(edit: fixed link)
Not much there, though I did add a quick implementation of an 'add' func I wrote back around christmas and started playing with again to re-familiarize myself. When implementing anything in CorePy, one of the first things you need to do is figure out how to get a pointer to the raw data -- in this case, a pointer to a NumPy array object's underlying data. In Python, I found that I could do this:
params.p1 = a.__array_interface__['data']
With this in hand, I wrote a quick 'add' ufunc just to get something working, along with a correctness test and performance benchmark. I'm finding that on the system I'm using (dual dual-core 2ghz Opteron), adding two 10,000 element arrays together averages about 0.07ms, while NumPy's ufunc averages about 0.04ms. Some playing around with different input sizes shows that the CorePy version catches up as the input size increases -- so we have some initial invocation overhead. Hmm, that pointer lookup seems kind of expensive.. a member lookup, string-based dictionary reference, and another array reference.

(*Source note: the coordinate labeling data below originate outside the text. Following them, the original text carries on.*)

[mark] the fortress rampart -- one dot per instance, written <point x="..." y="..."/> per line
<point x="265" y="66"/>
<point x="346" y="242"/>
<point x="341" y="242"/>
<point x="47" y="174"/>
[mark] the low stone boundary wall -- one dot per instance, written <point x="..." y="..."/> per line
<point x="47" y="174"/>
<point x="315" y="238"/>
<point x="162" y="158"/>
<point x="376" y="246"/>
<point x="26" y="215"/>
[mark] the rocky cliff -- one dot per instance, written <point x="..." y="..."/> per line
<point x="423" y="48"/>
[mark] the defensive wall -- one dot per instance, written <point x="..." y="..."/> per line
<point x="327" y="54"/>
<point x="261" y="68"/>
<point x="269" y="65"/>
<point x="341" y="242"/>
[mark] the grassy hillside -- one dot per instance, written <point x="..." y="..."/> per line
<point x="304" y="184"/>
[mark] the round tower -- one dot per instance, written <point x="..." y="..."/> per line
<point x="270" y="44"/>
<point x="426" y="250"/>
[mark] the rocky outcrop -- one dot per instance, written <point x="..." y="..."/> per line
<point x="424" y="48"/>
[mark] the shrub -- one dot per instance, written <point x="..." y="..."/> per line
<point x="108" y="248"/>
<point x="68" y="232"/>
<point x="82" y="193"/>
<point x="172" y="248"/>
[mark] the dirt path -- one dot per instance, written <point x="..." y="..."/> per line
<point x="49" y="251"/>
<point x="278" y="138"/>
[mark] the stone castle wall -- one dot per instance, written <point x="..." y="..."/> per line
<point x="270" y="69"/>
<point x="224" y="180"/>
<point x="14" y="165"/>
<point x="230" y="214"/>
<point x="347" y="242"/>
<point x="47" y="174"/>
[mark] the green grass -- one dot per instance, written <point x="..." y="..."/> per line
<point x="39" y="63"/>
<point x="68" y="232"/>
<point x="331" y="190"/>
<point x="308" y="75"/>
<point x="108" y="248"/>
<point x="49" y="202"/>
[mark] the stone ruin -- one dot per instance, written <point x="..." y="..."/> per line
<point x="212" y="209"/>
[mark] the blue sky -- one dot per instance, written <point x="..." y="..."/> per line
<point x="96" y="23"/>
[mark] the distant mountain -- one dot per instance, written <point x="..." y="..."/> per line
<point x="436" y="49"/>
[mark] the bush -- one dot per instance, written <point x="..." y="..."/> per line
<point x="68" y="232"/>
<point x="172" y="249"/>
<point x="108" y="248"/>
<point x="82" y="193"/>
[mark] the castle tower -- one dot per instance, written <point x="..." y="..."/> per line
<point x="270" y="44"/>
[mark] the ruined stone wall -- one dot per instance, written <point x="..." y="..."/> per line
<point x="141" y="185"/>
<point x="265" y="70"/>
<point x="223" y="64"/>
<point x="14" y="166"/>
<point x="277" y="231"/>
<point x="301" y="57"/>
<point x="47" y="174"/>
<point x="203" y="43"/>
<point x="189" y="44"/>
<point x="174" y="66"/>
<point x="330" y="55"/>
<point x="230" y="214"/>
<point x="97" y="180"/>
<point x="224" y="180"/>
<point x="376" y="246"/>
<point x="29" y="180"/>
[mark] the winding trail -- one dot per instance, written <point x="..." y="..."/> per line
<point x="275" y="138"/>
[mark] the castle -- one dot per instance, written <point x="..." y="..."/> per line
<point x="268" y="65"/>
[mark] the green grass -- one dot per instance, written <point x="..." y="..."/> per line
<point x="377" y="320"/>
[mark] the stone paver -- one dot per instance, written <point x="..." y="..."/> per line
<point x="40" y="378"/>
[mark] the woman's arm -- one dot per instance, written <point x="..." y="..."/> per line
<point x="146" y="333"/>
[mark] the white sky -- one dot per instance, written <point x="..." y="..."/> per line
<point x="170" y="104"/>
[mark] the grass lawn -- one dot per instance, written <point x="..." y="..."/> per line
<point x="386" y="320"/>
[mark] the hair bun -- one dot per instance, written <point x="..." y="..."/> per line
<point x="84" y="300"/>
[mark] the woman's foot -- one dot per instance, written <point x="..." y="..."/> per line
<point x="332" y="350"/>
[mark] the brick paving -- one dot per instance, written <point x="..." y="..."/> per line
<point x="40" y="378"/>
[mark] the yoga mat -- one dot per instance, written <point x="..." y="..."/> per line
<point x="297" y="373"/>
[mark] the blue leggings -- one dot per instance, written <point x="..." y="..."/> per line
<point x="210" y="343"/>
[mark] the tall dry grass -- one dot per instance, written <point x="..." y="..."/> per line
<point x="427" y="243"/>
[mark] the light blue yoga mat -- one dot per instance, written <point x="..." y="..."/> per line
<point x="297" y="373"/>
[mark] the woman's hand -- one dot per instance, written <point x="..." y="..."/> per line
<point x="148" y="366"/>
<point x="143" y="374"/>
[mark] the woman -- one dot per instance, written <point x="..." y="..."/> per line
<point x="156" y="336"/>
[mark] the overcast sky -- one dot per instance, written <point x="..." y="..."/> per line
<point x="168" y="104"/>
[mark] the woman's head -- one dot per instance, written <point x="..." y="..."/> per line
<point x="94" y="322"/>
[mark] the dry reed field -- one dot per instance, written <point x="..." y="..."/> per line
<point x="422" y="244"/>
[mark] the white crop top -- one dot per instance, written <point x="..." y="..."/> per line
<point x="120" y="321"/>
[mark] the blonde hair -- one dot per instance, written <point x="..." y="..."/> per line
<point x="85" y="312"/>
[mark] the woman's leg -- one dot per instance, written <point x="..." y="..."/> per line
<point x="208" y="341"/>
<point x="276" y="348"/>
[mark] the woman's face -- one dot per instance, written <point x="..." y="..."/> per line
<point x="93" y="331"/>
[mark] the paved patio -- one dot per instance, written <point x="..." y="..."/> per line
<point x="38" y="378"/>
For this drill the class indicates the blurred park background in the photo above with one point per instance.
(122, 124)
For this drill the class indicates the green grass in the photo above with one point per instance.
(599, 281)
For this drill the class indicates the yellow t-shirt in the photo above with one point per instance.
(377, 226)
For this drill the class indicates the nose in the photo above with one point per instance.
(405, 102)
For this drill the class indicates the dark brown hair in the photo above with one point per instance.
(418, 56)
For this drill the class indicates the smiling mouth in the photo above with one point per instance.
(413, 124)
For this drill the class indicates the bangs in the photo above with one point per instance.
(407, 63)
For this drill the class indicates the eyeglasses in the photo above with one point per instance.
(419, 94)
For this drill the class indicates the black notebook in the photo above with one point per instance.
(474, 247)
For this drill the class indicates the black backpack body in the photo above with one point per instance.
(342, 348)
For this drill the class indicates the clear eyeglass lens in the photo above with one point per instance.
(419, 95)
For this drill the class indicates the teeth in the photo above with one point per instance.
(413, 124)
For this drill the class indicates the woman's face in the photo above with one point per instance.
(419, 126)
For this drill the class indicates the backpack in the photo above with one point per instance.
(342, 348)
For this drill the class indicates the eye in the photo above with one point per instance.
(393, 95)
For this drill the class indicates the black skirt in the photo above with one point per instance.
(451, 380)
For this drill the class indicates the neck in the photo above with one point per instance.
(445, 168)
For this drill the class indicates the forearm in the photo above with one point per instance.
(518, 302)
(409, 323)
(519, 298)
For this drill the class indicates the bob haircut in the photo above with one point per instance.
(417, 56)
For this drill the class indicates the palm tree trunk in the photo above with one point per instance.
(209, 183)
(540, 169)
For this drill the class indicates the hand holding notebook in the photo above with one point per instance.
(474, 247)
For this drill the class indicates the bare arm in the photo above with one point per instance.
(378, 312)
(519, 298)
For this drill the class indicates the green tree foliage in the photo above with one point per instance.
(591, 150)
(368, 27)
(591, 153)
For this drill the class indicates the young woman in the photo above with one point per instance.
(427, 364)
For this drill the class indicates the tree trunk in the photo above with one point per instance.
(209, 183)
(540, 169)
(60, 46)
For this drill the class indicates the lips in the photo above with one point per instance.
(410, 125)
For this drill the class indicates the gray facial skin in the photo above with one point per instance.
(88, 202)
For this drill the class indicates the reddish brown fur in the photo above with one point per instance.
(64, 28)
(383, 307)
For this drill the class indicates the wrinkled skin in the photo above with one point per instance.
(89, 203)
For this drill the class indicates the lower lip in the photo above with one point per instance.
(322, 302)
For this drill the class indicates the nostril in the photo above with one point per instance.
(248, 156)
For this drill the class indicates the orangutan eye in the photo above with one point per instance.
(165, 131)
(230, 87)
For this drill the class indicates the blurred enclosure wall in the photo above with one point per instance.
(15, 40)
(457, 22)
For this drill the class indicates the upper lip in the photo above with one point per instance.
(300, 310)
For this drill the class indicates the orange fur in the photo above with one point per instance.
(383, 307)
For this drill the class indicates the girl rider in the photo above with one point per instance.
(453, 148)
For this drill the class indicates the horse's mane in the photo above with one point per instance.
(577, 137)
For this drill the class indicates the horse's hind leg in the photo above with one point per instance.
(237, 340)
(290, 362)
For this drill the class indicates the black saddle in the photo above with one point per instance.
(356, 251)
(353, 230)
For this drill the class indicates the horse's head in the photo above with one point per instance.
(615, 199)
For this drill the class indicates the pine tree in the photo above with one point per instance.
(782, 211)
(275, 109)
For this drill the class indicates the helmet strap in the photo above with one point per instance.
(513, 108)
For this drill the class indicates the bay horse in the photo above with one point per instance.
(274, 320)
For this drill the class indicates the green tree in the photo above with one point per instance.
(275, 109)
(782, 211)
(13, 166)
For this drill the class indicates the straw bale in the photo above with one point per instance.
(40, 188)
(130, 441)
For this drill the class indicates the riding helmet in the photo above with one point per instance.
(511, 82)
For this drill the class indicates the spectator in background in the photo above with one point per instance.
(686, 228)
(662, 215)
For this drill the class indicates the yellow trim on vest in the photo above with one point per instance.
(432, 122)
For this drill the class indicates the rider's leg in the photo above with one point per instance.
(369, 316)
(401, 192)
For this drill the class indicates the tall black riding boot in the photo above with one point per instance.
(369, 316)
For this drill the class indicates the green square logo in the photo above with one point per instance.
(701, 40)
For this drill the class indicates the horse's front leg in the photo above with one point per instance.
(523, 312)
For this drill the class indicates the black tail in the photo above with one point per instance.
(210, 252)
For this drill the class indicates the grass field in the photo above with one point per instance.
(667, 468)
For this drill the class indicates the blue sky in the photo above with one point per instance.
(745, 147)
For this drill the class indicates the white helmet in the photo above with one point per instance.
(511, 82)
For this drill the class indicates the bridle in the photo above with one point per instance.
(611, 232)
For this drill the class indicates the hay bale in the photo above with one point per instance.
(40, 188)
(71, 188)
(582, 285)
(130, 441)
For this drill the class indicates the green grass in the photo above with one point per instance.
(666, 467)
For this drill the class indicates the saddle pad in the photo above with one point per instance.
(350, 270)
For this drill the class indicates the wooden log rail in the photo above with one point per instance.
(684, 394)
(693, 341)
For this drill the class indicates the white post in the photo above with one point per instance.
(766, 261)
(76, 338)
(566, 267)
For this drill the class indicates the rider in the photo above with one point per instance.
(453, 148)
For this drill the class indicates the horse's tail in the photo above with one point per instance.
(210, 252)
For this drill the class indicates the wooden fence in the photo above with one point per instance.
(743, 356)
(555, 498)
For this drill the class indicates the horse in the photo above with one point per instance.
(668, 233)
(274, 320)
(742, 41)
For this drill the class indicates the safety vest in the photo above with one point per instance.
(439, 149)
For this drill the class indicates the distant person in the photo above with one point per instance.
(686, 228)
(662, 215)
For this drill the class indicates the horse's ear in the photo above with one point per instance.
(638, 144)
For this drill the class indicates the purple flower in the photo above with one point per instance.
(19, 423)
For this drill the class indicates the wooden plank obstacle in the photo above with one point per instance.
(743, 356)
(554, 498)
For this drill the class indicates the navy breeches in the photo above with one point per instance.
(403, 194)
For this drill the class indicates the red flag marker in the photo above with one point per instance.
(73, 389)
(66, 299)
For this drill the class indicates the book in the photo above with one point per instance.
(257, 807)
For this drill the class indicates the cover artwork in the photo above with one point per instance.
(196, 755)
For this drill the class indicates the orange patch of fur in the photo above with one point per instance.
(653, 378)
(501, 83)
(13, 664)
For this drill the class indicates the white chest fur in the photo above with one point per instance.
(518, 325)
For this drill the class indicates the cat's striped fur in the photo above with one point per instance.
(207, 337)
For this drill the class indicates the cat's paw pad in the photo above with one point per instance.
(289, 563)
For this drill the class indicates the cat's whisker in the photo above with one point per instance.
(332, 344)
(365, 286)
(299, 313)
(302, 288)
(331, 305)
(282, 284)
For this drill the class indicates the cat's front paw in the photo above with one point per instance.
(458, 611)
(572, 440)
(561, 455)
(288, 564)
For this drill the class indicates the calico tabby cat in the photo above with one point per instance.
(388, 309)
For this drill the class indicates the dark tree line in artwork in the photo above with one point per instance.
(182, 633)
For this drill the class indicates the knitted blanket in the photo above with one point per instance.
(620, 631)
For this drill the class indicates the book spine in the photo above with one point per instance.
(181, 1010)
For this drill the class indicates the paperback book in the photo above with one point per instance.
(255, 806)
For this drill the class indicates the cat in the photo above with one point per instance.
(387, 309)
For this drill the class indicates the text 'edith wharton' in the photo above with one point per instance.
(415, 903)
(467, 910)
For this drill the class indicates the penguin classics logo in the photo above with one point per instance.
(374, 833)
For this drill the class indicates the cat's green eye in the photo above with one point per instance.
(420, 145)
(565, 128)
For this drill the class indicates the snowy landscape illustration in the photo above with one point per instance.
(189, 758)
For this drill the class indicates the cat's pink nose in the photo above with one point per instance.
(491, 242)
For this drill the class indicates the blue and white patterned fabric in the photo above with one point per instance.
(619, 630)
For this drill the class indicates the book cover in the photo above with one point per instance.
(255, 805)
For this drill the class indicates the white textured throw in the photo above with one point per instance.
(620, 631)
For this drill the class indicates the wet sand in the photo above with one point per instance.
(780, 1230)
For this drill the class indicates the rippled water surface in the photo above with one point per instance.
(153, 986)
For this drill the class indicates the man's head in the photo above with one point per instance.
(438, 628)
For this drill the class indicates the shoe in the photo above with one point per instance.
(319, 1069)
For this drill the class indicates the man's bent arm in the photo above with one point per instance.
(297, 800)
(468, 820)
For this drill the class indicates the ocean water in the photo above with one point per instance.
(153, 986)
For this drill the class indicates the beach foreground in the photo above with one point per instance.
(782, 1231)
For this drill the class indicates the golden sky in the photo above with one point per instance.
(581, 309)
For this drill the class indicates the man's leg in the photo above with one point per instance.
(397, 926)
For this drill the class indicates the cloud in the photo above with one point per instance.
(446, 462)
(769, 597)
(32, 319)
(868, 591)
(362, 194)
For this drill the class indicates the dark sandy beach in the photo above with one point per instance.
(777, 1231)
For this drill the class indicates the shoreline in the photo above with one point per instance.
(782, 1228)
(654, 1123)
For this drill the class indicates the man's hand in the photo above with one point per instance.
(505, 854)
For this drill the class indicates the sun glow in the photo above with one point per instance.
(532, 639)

The first thing I tried was using a C module to grab the pointer from the NumPy array; the code looks something like this:
PyArg_ParseTuple(args, "O!", &PyArray_Type, &arr);
This was faster than extracting the pointer directly from Python, but I shouldn't have to resort to writing a C module just to get a pointer out of a data structure! This is where I left off back around christmas. Looking at this again, I realized I should be able to get at the pointer inside the array object directly in assembly, also. Examining a dissassembly of the above C code showed the 'data' pointer is 16 bytes from the start of the PyArrayObject struct. So I figured, if I could pass the address of the Python array object itself to the assembly code, I could extract the pointer there. Conveniently, id(foo) gives the address of object foo. Easy enough, I just pass that through and do this in the assembly:
x86.mov(rdi, MemRef(rdi, 16))
Now this is pretty crazy, and probably not the best idea in the world -- if the data pointer gets moved inside the array object, this code will be wrong. This works though, and is a little faster: 0.06ms at 10,000 elements. So a question for anyone reading -- is the a better/faster/more reliable way to get at the data pointer?
Another issue this has uncovered is the relative performance of the CorePy ufunc to the NumPy ufunc -- NumPy is faster for smaller array sizes, while CorePy eventually catches up and outperforms in the >10,000,000 element range. I'm out of time for now, but next I'll be looking at other sources of overhead, and consider other ways to improve performance.